LongFlow: Efficient KV Cache Compression for Reasoning M

arXiv cs.LG / 3/13/2026

📰 NewsDeveloper Stack & InfrastructureModels & Research

共有:

Key Points

LongFlow introduces a KV cache compression method to reduce memory consumption and bandwidth pressure during attention in long-output reasoning models.
It derives an efficient importance estimation metric from the current query, achieving negligible overhead and requiring no extra auxiliary storage.
A custom kernel that fuses FlashAttention, importance estimation, and token eviction into a single optimized operator further boosts system-level efficiency.
Experiments report up to 11.8x throughput improvement with about 80% KV cache compression and minimal impact on model accuracy.
The work targets the limitations of prior KV cache optimizations, which were designed for long-input/short-output scenarios and are less effective for long-output reasoning.

Abstract

Recent reasoning models such as OpenAI-o1 and DeepSeek-R1 have shown strong performance on complex tasks including mathematical reasoning and code generation. However, this performance gain comes with substantially longer output sequences, leading to significantly increased deployment costs. In particular, long outputs require large KV caches, resulting in high memory consumption and severe bandwidth pressure during attention computation. Most existing KV cache optimization methods are designed for long-input, short-output scenarios and are ineffective for the long-output setting of reasoning models.
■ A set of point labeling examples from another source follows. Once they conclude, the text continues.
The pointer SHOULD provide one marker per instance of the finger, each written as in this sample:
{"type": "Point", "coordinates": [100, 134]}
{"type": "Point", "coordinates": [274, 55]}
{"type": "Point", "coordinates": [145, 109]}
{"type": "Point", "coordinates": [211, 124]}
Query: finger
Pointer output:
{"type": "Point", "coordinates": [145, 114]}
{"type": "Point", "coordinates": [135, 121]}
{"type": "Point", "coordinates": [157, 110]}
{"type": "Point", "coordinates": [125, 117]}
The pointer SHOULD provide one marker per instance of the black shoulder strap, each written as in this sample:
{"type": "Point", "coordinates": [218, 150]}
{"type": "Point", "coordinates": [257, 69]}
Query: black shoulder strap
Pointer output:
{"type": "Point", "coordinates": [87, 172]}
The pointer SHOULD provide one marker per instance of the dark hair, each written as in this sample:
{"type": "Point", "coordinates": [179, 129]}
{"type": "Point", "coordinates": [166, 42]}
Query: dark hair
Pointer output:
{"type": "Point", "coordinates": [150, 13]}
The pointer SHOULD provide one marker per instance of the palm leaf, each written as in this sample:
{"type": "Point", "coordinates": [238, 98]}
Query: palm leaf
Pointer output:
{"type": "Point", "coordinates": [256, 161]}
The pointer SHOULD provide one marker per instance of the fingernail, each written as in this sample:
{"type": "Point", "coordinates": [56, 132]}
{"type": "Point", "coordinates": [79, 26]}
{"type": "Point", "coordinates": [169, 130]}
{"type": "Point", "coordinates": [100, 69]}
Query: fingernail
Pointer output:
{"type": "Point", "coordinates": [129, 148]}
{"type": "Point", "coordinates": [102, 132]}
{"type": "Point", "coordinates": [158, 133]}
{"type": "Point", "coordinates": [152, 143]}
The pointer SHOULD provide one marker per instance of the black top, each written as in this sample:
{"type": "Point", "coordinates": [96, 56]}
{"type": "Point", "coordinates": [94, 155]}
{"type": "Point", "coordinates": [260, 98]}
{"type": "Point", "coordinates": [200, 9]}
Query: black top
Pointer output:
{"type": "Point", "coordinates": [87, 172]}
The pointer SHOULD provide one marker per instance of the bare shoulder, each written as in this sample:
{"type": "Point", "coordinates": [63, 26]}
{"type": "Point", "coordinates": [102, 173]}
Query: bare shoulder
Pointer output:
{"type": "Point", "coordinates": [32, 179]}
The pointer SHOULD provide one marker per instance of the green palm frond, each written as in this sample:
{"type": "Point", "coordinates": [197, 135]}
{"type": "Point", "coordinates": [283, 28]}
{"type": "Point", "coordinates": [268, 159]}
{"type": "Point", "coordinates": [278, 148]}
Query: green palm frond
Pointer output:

Moreover, importance estimation in prior work is computationally expensive and becomes prohibitive when continuous re-evaluation is required during long generation. To address these challenges, we propose LongFlow, a KV cache compression method with an efficient importance estimation metric derived from an intermediate result of attention computation using only the current query. This design introduces negligible computational overhead and requires no auxiliary storage. We further develop a custom kernel that fuses FlashAttention, importance estimation, and token eviction into a single optimized operator, improving system-level efficiency. Experiments show that LongFlow achieves up to an 11.8 times throughput improvement with 80% KV cache compression with minimal impact on model accuracy.